Experts identified 26 key risks to the viability of the Circuit of Wales in due diligence work done for the Welsh Government, several in-depth reports on the proposals for the £433m racetrack in Ebbw Vale have now been published.
Reports reveal the concerns that led the Welsh Government to refuse to grant the £210m loan guarantee requested by the project team to enable it to go ahead.
Economy Secretary Ken Skates said that the Welsh Government had been unable to publish the fit and proper person test report carried out on the project’s directors because Michael Carrick, who has led the Circuit, had not consented to its release.
Among the revelations are that the overall amount of funding which would have been required by the Welsh Government would have been £373.5 million – 56% of the project’s total cost. Ken Skates had said the project, which was first announced in 2011, would not be approved unless it was at least 50% funded by the private sector.
It was also revealed the number of jobs which would have been created during the construction of the racetrack would have been just 154, far short of the 1,461 claimed by HoVDC. Although a further 696 jobs would have been created during construction of the other elements of the project, this is still lower than the 893 predicted by the developers.

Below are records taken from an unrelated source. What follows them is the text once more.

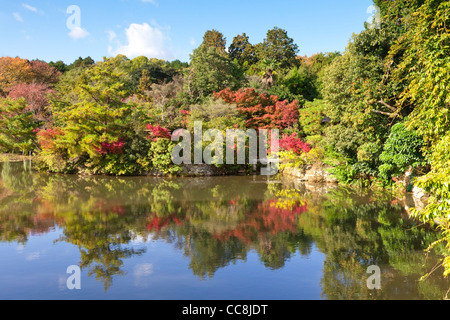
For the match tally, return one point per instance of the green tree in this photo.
(280, 47)
(17, 126)
(210, 71)
(242, 50)
(215, 39)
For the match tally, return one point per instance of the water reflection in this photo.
(218, 221)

It was also revealed the HoVDC had based a number of its claims on reports created as long ago as December 2012, and had based revenue predictions on the assumption that the venue would be full to capacity for every event, despite trends showing a decline in attendances at motorsport events.
In a statement Mr Skates said: “The financial and construction reports that have been published draw attention to the risks highlighted by our advisors, including the risk to public finances that would have been created by offering the requested guarantee. The review of the economic impact evidence considers the benefits to Wales that were claimed by the developer.”

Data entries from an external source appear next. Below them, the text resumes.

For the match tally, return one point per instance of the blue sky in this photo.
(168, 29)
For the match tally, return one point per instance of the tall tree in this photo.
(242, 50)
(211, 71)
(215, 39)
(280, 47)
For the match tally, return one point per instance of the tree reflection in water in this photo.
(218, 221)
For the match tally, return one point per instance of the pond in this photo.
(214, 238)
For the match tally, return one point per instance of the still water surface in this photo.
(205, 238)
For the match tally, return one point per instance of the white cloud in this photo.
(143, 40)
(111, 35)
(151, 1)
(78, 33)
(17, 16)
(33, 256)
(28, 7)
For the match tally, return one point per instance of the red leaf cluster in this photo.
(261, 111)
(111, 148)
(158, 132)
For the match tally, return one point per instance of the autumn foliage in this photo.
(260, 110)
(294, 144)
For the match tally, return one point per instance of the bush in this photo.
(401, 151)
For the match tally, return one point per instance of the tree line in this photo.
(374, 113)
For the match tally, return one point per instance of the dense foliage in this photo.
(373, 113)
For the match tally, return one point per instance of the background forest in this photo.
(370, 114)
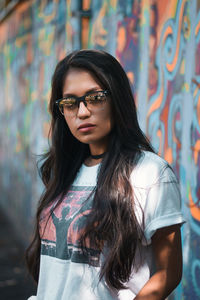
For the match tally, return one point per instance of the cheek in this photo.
(70, 124)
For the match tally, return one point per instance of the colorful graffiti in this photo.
(157, 42)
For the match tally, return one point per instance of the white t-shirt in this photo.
(64, 269)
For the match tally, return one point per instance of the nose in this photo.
(83, 111)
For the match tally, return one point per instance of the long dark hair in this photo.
(112, 219)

He added a Fit and Proper Person report into a number of the main figures at the Heads of the Valleys had not been released as chief executive Michael Carrick had not given consent to the documents being made publicly available.
The scrapped project still cost Welsh taxpayers more than £9.3 million. In 2012 the Welsh Government handed the Heads of the Valleys a £2 million grant, and, in May 2016, it was forced to pay out more than £7.3 million to Santander after the bank recalled a loan the firm was unable to repay.
When the project was refused the Welsh Government announced it would instead built a new automotive technology park in Ebbw Vale, funded with £100 million over the next 10 years, which it said could create up to 1,500 new jobs.